By Deandra Williamson
Point Park News Service

High bus fare prices, bus cuts, and late buses are Lynn Luster’s reasons for being unsatisfied with the bus service.

Marissa Diamond is also unsatisfied with the bus service and she wants the bus fare to go back to $2.25.

Since the bus cuts, there are not many buses going to the Hill District, which has caused a lot of people, especially the elderly, to have to walk to another bus stop, according to Christian Goins, a resident of the Hill District.

Port Authority of Allegheny County officials staged a recent community meeting at the Elsie H. Hillman Auditorium to discuss the proposed long term growth of the bus system, but found a bastion of complaints regarding service cuts brought on by financial woes over the past five years.

Since some of the bus routes were cut, Goins said that he always hears people saying, “I can’t get here and I can’t get there, which street does that bus go on?”

The meeting was called to discuss the Bus Rapid Transit (BRT) project, designed for the Downtown-Oakland-East End Corridor, which would be implemented within the next three to four years and will provide faster, more reliable, and more evenly spaced transit service within the Corridor. It will also reduce the number of automobile trips and attract new economic growth.

“We’re not just here to tell you about the project, but we are here to learn from you how we can make the project work better,” Port Authority official Darryl Philips said.

Before the Port Authority’s presentation about BRT was finished, the Hill District residents started complaining and saying that they did not come to the meeting to hear about the BRT, which is a long term issue.
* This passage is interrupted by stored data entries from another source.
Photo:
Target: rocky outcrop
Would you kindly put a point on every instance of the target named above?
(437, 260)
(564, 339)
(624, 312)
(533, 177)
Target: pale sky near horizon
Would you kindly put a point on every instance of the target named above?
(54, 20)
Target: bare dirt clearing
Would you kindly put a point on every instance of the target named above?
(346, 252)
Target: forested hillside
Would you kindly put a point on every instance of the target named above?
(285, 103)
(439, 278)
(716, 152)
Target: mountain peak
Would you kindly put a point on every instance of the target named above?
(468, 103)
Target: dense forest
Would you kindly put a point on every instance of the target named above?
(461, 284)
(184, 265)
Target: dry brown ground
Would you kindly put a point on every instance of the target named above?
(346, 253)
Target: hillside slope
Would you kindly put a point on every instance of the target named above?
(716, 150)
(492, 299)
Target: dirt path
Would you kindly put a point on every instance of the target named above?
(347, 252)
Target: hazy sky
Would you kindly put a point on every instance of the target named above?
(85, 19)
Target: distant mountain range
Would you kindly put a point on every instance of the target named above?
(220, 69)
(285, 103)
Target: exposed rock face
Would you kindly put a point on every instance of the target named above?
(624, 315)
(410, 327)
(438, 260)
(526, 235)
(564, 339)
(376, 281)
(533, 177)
They said that there are short term issues that need to be addressed now.

According to Goins, the bus service is not like it used to be because there was a time when several buses would go to the Hill District and now there are less.
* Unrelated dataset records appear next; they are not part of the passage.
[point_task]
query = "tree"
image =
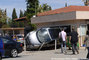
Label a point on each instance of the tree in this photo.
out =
(14, 15)
(21, 14)
(3, 17)
(86, 2)
(32, 7)
(44, 8)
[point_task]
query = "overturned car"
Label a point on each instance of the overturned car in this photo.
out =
(36, 39)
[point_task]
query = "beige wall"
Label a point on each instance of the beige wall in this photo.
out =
(82, 14)
(55, 17)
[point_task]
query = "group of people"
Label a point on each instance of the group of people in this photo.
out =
(73, 39)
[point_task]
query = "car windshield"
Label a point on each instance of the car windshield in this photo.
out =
(54, 32)
(43, 36)
(20, 36)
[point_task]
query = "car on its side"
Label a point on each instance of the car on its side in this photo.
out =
(20, 38)
(35, 39)
(10, 47)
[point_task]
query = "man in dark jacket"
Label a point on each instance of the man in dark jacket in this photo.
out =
(74, 41)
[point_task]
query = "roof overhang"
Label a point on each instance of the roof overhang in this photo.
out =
(74, 15)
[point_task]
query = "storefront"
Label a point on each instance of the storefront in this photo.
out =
(71, 16)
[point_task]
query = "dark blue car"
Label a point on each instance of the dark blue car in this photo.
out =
(9, 47)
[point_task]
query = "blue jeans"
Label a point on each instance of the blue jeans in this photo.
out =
(88, 52)
(63, 44)
(74, 47)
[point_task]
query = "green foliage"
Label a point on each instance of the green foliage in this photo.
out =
(44, 8)
(3, 17)
(21, 14)
(14, 15)
(6, 26)
(32, 6)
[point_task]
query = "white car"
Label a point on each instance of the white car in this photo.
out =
(20, 38)
(36, 39)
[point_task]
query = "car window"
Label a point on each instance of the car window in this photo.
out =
(20, 36)
(43, 36)
(54, 32)
(6, 40)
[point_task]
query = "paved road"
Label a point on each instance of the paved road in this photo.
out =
(49, 55)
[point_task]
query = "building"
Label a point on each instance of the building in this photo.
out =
(71, 16)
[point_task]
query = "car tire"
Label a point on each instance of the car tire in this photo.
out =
(14, 53)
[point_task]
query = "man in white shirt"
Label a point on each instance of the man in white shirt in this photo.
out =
(63, 36)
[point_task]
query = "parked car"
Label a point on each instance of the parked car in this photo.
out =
(35, 39)
(10, 47)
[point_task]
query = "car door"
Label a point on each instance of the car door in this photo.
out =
(8, 45)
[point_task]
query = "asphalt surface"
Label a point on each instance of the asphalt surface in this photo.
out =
(50, 55)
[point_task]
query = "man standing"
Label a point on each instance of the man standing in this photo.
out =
(74, 41)
(62, 35)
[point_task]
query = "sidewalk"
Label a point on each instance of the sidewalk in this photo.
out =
(55, 55)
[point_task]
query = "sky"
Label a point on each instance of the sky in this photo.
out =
(21, 4)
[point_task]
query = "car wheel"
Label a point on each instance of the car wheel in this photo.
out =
(14, 53)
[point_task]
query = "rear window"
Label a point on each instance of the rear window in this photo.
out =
(54, 32)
Sometimes Goins’ bus is late and he has to walk Downtown to work, so he suggested that the Port Authority should pick up on the routes.
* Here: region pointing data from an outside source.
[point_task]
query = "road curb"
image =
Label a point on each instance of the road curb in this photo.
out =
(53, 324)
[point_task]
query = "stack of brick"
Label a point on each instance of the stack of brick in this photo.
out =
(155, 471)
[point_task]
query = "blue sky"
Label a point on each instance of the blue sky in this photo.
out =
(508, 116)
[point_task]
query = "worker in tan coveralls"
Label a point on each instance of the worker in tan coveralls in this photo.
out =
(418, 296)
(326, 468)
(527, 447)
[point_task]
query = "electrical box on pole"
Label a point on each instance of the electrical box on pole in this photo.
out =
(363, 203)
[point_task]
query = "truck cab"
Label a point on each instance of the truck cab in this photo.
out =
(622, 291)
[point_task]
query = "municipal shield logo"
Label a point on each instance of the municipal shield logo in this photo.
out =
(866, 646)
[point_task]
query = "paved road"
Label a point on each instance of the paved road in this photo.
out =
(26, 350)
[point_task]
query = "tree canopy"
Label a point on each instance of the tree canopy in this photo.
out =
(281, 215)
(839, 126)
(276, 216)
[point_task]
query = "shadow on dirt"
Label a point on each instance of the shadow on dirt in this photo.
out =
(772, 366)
According to Goins, after 4 p.m. the buses are so packed that the bus drivers are unable to pick up the people waiting at the bus stop and they are often told to catch the next bus.

Luster, a student at Community College of Allegheny County, is not only unsatisfied with the bus service, but she is also unsatisfied with the elected officials because she thinks they are not working to help the people.

“They’re supposed to work for the benefit of the people who elected them and clearly with this Port Authority, they are not doing that,” she said.

Luster also complained that the public is not given enough notice when there is a detour and this affects their commute on the bus.

Diamond, a cashier at PNC Park, complained that the bus transfers are too expensive and she has to pay $3.50 for her fare when she transfers buses.

After expressing their problems and concerns about the bus service in the Hill District, the residents were looking for answers from the Port Authority.

Port Authority officials told the residents that they will come back at another meeting to discuss their short term issues.

An upset Hill District resident told Port Authority officials that every time there is a meeting, the Port Authority always tell them that they could come back at another meeting to discuss the issues, but nothing is never done.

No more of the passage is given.